Productions directed by Gregory included Twelfth Night (2016), A Midsummer Night’s Dream (2018), and Romeo & Juliet (2020). His multi-award-winning bi-lingual 2018 Dream production, incorporating Māori performance traditions, was praised for its cultural integration and theatrical innovation. The company ceased operations in 2020 due to the COVID-19 pandemic.

===HyperCinema===
In 2023, Gregory co-founded HyperCinema, a digital storytelling company creating personalised live performance with artificial intelligence. The world-first technology premiered in Auckland at a pop-up location on Queen Street in August 2023. The second public installation, Game On!, launched in 2024 at the College Football Hall of Fame in Atlanta in partnership with Microsoft.

==Publications==
- Gregory, M. (2025). Bloody Good Shakespeare. Auckland: Henslowe Irving Press.

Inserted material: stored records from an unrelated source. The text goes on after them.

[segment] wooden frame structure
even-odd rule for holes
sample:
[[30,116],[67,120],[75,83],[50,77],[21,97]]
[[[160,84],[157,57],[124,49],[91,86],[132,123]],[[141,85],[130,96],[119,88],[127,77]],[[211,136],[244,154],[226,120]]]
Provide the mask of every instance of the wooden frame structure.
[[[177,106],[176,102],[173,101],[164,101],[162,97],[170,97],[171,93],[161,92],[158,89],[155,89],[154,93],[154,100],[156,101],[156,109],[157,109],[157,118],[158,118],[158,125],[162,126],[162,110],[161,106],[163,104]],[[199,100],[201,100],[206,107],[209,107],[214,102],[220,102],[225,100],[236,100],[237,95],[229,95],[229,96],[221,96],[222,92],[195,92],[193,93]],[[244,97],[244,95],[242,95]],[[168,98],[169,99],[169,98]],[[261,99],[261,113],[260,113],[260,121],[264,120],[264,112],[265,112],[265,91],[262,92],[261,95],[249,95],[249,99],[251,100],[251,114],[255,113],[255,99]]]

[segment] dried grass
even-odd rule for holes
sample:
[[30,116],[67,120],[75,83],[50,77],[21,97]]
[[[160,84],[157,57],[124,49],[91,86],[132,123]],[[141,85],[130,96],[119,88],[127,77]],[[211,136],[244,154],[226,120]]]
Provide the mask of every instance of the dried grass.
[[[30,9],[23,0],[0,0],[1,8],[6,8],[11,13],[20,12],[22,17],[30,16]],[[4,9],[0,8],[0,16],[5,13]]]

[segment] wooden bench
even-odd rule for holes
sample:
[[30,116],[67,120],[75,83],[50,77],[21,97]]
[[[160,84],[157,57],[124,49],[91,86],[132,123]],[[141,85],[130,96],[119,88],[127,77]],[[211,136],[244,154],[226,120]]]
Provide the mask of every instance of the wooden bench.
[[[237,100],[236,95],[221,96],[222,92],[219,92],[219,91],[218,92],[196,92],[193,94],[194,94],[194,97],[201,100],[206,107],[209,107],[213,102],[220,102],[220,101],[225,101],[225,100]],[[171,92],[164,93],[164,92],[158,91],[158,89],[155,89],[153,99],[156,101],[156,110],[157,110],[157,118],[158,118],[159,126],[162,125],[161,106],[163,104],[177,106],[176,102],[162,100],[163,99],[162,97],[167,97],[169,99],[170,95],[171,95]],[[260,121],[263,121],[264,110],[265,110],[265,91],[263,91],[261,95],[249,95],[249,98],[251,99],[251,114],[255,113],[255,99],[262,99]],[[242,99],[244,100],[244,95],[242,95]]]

ISBN 978-0-473-74491-5.
- Gregory, M., & Fitzpatrick, T. (2023). "The Pop-up Globe: Designing and Learning to Play an ‘Empathy Drum’." In Semler, L.E., Hansen, C., & Manuel, J. (Eds.), Reimagining Shakespeare Education: Teaching and Learning through Collaboration. Cambridge University Press. ISBN 9781009208412.
- Gregory, M. (2008). "Cowboys and Romans: Cymbeline and paradigmatic change in the theatre, 1987–2006." In Orford, P. (Ed.), Divining Thoughts: Future Directions in Shakespeare Studies. Cambridge Scholars Publishing. ISBN 978-1-84718-379-8.

==Honours and awards==
- Sir Peter Blake Leader Award, 2018
- BroadwayWorld Sydney Best Director Award for A Midsummer Night’s Dream, 2018
- Denizen Heroes Award for Contribution to the Arts, 2019

In the 2026 King’s Birthday Honours, Gregory was appointed a Member of the New Zealand Order of Merit, for services to theatre.

==Selected productions==
- Hamlet, Westminster Theatre, 2000
- Twelfth Night, Westminster Theatre, 2000
- Much Ado About Nothing, Queen Square, Bristol, 2005
- Twelfth Night, Pop-up Globe Auckland, 2016
- Henry V, Pop-up Globe Auckland & Melbourne, 2017–18
- A Midsummer Night's Dream, Pop-up Globe Auckland, Sydney & Perth, 2017–19
- The Comedy of Errors, Pop-up Globe & Sydney, 2018
- Richard III, Pop-up Globe Auckland, 2018
- Measure for Measure, Pop-up Globe Auckland, NZ National Tour, Pop-up Globe Perth, 2019
- Romeo and Juliet, Pop-up Globe, 2020
- Enter the Multiverse, HyperCinema, Queen Street Auckland, 2023
- Game On!, HyperCinema, College Football Hall of Fame, Atlanta, 2024

==Personal life==
Gregory is the son of New Zealand fashion designer Trish Gregory and the nephew of New Zealand mural artist Dennis Lattimer. He is married to costume designer Bob Capocci, who served as Head of Costume at Pop-up Globe. Together they have collaborated on numerous productions, including A Midsummer Night’s Dream, Henry V, and The Comedy of Errors.